4. Always walk away with an idea of a next step. What is your goal for your next meeting or next ‘touch’ with your donor? You may aim to find a program that matches her interests and have the program officer send a note. Or you may want to find out in more concrete terms a donor’s level of interest in making a gift—at what level and when. You have to keep them moving along, educated, and interested. Maybe the next step is letting them know about what happened when you reached out to the person or organization they suggested you partner with.
5. Explain your priorities. Now more than ever donors want to know what your priorities are so that they can best help the organization and its programs. Know what those priorities are. Try this exercise: Name three things that will NOT happen if you do not reach your fundraising goal. Those three things are your top priorities.
6. Track every conversation and ‘touch’. Often, essential information about donors, prospects, and supporters is lost because it was not diligently recorded and stored in a database. This includes tracking the important details about your donor, be it their love of animals or their preferred meeting times during the week. Donors notice when you remembered the details like the names of their children and their sports or send a note on their anniversary.
The most frequently asked question about cultivation is how long do you need to cultivate a donor before asking?

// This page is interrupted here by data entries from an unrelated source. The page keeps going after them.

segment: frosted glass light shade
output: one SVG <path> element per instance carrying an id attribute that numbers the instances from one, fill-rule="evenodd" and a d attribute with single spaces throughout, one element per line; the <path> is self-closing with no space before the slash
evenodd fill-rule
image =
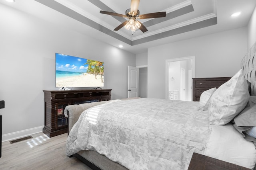
<path id="1" fill-rule="evenodd" d="M 134 21 L 134 25 L 136 28 L 139 28 L 141 26 L 141 24 L 140 23 L 140 22 L 137 20 Z"/>

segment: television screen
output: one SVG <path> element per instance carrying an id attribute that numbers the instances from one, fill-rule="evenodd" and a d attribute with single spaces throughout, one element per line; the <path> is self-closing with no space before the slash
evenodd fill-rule
<path id="1" fill-rule="evenodd" d="M 103 62 L 55 53 L 55 86 L 103 87 Z"/>

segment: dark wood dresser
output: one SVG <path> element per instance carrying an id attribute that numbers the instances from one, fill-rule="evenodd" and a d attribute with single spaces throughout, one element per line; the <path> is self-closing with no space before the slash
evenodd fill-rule
<path id="1" fill-rule="evenodd" d="M 188 169 L 188 170 L 250 170 L 250 169 L 194 152 Z"/>
<path id="2" fill-rule="evenodd" d="M 68 132 L 65 107 L 71 104 L 110 100 L 112 89 L 49 91 L 44 93 L 43 132 L 51 137 Z"/>
<path id="3" fill-rule="evenodd" d="M 193 78 L 193 101 L 199 102 L 203 92 L 214 87 L 218 88 L 231 77 Z"/>

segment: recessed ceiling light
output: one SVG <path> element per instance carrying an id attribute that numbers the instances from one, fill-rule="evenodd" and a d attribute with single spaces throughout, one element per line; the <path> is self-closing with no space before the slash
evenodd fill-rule
<path id="1" fill-rule="evenodd" d="M 240 14 L 241 14 L 241 12 L 235 12 L 234 13 L 231 15 L 231 16 L 233 17 L 237 17 L 239 15 L 240 15 Z"/>

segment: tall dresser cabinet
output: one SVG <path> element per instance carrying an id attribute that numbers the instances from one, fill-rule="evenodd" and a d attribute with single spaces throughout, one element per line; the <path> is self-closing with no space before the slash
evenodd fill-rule
<path id="1" fill-rule="evenodd" d="M 203 92 L 214 87 L 218 88 L 231 77 L 193 78 L 193 101 L 199 101 L 200 96 Z"/>
<path id="2" fill-rule="evenodd" d="M 43 90 L 44 93 L 44 126 L 43 132 L 51 137 L 68 132 L 65 107 L 71 104 L 110 100 L 111 89 L 67 91 Z"/>

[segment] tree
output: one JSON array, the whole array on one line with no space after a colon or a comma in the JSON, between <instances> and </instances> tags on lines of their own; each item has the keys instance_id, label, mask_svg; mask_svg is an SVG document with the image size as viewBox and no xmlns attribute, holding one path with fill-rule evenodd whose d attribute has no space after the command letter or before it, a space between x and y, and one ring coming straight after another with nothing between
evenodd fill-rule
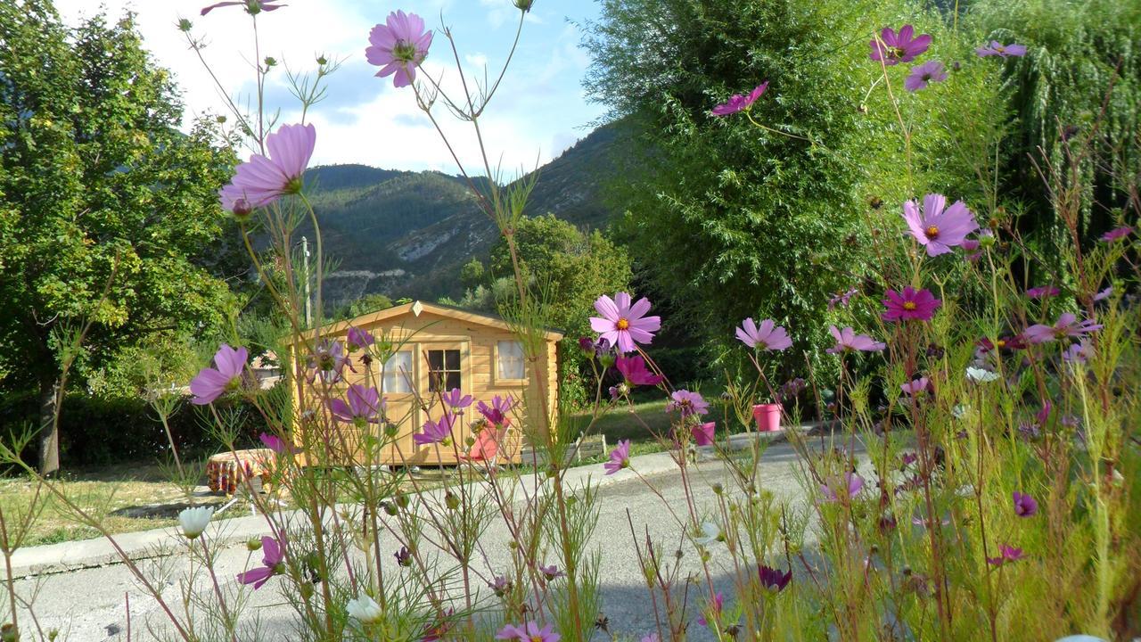
<instances>
[{"instance_id":1,"label":"tree","mask_svg":"<svg viewBox=\"0 0 1141 642\"><path fill-rule=\"evenodd\" d=\"M90 370L230 314L202 257L227 222L216 191L234 158L216 125L180 133L181 111L131 15L71 31L49 0L0 6L0 385L39 394L42 473L59 467L70 331L90 324Z\"/></svg>"}]
</instances>

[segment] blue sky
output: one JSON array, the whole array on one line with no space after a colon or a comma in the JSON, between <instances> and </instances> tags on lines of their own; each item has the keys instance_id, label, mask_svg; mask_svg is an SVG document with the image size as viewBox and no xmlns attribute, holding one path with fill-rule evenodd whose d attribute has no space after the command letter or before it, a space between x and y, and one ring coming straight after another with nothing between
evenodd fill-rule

Every donor is different but the number one reason people do not give is they are not asked. Inviting partnership to change the world and exchanging ideas about how this can happen is a conversation that can be had at any time in a donor relationship. What is added to the conversation at the right time is how they want to do that. Typically 3 to 5 ‘touches’ with an organization is ample time to invite a first time gift and over the course of a year or two, one can discuss a legacy or transformational gift.
Bottom line about cultivation…stay in your heart, trust your gut, think about how YOU would want to be treated as a donor, and be patient and politely persistent!